Dr. Jonathan Hodges has stepped down from the presidency of the Paterson School Board to draw attention to the last set of dismal test scores in this Abbott, State-controlled district. There's more to the story than that – The Record ran a story last week recounting Hodges’ disappointment that Lucille Davy replaced the former superintendent with a new administrator. (Paterson's run by the State, so the Board there is "advisory" in nature.) Nonetheless, in an editorial in the Herald News Hodges explains that "I fired myself” as way to get other Paterson professionals to take responsibility for a school system in utter shambles. He writes,

More importantly, I did so to underscore the overall performance of the district and the fact that the adults in the system are not taking responsibility for what is happening here. The adults include the administrators, the principals, the teachers and, yes, the parents.

The Paterson public school district has about 30,000 kids, 52 schools, and over 6,000 employees. The total cost per pupil is $17,501. Over 90% of the kids are Hispanic or African-American., and over 50% have a primary language other than English. The reading level of the average Paterson student entering high school is fourth grade, six months.

Negotiations with the Paterson Teachers Association have fallen apart.

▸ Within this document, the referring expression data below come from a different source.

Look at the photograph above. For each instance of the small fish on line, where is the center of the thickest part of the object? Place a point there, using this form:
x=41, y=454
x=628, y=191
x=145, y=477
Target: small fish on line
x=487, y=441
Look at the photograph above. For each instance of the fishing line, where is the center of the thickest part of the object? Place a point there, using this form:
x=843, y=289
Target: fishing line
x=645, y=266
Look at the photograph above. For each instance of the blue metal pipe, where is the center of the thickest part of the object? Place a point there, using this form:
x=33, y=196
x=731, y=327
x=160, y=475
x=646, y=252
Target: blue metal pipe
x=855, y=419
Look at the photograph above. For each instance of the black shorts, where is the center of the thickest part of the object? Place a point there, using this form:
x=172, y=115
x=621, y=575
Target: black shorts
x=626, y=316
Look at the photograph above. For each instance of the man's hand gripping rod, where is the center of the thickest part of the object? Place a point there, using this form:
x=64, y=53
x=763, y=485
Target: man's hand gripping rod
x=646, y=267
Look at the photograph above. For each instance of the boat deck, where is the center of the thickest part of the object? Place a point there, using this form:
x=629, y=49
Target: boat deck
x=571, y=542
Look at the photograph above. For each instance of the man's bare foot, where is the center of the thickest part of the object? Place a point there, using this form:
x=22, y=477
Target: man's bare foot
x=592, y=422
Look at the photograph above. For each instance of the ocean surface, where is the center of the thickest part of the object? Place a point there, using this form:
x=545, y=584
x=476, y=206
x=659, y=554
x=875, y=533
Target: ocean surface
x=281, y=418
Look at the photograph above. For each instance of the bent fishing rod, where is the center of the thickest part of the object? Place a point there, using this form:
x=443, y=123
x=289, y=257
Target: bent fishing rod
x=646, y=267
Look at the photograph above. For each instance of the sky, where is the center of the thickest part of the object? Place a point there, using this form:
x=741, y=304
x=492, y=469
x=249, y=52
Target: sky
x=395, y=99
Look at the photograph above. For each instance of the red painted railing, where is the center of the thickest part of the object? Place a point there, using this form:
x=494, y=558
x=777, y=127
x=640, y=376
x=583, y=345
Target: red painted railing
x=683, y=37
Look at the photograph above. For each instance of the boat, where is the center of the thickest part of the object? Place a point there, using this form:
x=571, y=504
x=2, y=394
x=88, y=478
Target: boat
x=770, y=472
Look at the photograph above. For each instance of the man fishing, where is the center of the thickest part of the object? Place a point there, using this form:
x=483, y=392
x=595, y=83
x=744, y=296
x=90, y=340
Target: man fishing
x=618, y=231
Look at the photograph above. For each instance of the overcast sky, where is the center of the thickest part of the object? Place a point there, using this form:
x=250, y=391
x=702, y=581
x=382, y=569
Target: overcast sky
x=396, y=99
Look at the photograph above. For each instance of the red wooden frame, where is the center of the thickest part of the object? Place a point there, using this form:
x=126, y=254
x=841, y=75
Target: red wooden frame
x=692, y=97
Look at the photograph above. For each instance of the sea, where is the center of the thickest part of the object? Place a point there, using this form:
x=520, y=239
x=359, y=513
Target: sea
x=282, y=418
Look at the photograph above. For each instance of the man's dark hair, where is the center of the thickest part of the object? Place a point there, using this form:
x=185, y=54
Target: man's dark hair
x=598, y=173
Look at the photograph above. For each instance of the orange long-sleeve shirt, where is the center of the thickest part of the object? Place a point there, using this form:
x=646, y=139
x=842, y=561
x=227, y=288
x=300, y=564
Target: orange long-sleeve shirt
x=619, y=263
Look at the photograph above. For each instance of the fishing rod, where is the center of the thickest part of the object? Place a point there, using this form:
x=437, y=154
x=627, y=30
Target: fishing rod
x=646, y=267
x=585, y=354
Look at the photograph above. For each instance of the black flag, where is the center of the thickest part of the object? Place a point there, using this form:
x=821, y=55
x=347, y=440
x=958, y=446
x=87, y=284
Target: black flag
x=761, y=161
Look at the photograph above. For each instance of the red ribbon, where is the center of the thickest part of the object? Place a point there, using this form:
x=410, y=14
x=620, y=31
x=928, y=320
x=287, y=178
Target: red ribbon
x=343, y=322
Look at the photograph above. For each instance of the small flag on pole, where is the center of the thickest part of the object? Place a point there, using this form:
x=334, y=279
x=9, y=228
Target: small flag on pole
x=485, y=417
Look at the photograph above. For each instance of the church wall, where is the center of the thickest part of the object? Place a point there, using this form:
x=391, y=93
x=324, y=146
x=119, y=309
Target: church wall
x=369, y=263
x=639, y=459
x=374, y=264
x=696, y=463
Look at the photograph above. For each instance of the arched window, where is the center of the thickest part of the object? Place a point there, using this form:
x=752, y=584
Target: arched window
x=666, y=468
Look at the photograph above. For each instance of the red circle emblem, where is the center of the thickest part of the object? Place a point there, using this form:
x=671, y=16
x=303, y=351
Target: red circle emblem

Their current four-year contract, which expires in June, had raises of 4.74%, 5%, 5%, and 5.25% per year; they are demanding 16% pay raises over the next three years. The district is asking for more teaching hours and a teacher contribution of 1.5% to health benefits. And the lack of education? Hodges says that the President of the union attributes poor test scores to worn-out facilities.


So what happens to those 30,000 kids? What is needed to make some progress? Not more money: Paterson is an Abbott district and gets plenty of cash. It’s not help from the State: the DOE took over Paterson in 1991, and 18 years is probably long enough to tell whether that'll work out. So what do we do with a district that exhibits chronic failure? Turn the whole place over to KIPP academy? Bus the kids somewhere else?

Sometimes radical failures need radical solutions, not a rearrangement of deck chairs. Hodges' move is bold, that's for sure. Can the DOE match him with some sort of game-changing plan that gives those kids a chance?